Terrible Two’s or Terrific Toddlers?
I know………everybody seems to claim that toddlers who hit the age of two suddenly become difficult and demanding.
You know, they are demanding, they throw temper tantrums, they grab everything they see, and they seem to have fallen in love with saying the word, “NO!”.
Although some of these behaviors do happen during this stage of development, it doesn’t mean that these years have to become an unbearable nightmare that leads every parent into psychological therapy.
Raising children of any age is challenging. Although children are a tremendous gift, they can also be a test of our patience. It’s just part of being a parent. If children were born with the innate ability to handle life, where would the fun be?
Do You have a Toddler Who is a Picky Eater? Tips and Trick from Maggie Manion, Child Development Expert
Most parents love to hold their children and love on them as much as possible. Is there any greater word in the English language than “daddy” or “mommy”? Yet, just as parents enjoy the sweet dependence of their children, they must also endure the immature emotions of those same kids.
A writer could easily write an entire book about how to effectively parent a two-year-old child. Unfortunately, space does not allow for such depth.
Here are some important tips for parents who find themselves parenting a “terrible two”:
Toddlers desperately need to know the boundaries of their household. They will certainly fight against these boundaries and do their very best to cross these boundaries but it is ESSENTIAL that a parent be consistent with the household rules.
Many times, a toddler will test the boundaries simply to see if that parent can be trusted to keep them. I know this sounds so advanced and even devious but it’s not. It’s just a toddler’s way of seeing if mom and dad are worthy of their respect. Parents cannot give in to the tantrums, tears, and pleadings of their toddlers.
If a parent sets a healthy boundary then they must keep it consistently. This will do wonders for the toddler’s feeling of security in the home and with his/her parents.
The structure is also something that can really help toddlers to be secure. Having a daily schedule cuts down on anxiety and insecurities that can invade the psyche of a toddler. Meal times, nap times, play times, tv time (limited), bath times, and bedtimes all allow the toddler to feel secure that they are being cared for every day.

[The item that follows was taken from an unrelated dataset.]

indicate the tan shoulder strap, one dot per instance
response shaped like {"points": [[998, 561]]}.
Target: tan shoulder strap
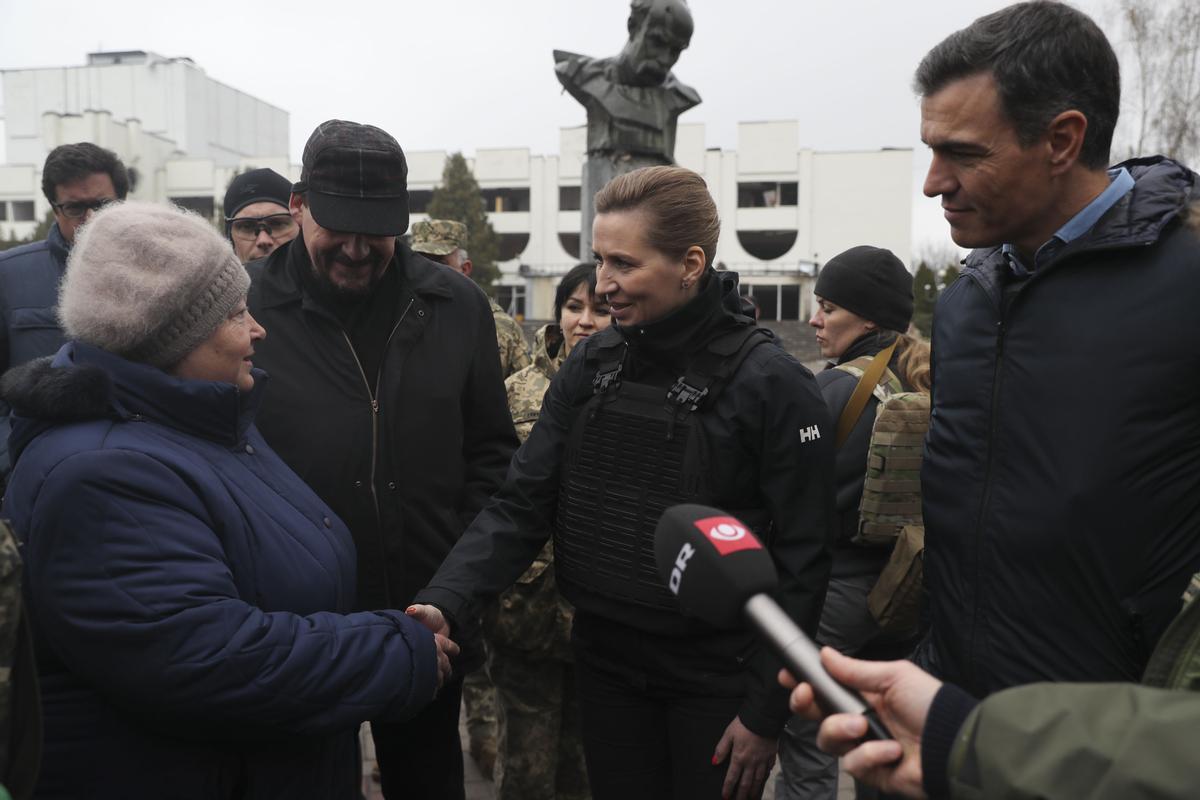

This doesn’t mean that a parent cannot deviate from this schedule occasionally. However, having a set schedule for the majority of the time can really help a two-year-old to relax and know their place is secure.
It’s true that toddlers are not always easy to handle. They really do grab whatever they can and make messes as much as possible. It’s just the way it is. Parents need to educate themselves on what is normal behavior for the stage their child is in and then set their expectations based on that stage. Don’t expect a two-year-old to be as responsible as a ten-year-old.
Toddlers usually follow the saying, “monkey see/monkey do”. They really learn a lot from watching the behaviors and attitudes of those around them;, especially parents. Therefore, parents must do their best to model the behaviors and attitudes they want their children to repeat. One area of special concern is the parent’s ability to calm themselves down under pressure.
The way parents handle life-stress will also be the way their children learn to handle stress. If a parents panic or loses control under pressure, how can they expect their toddler to control their emotions?
Of course, as challenging as toddlers are, they need LOTS of love from both mom and dad. This includes hugs, kisses, appropriate touch, tickling, playing, giving baths, and stories at bedtime. Parents should do their best to spend at least 20-30 minutes every day with their toddler, doing things the toddler wants to do.
Getting on the floor and playing with your toddler will go a long way to helping that child to feel loved and appreciated. Normally, this investment will also increase the parent’s ability to discipline that child later.
Hey, enjoy the toddler years.
Really………it can be done. I promise. Drink in all the great moments of these years.
Hold your toddler whenever you can.
Kiss them often.
Spend quality time with them.
Remember, these years won’t last forever……….thank heaven.
Margie wants you to know that, "I am very passionate about what I do. I know that parenting is the hardest and most important job in the world! I would like to reach as many parents as possible to help them to take extra steps to make their parenting experience a positive one! There is no such thing as the "perfect parent" it is an ongoing process and it is never to late to try something new!"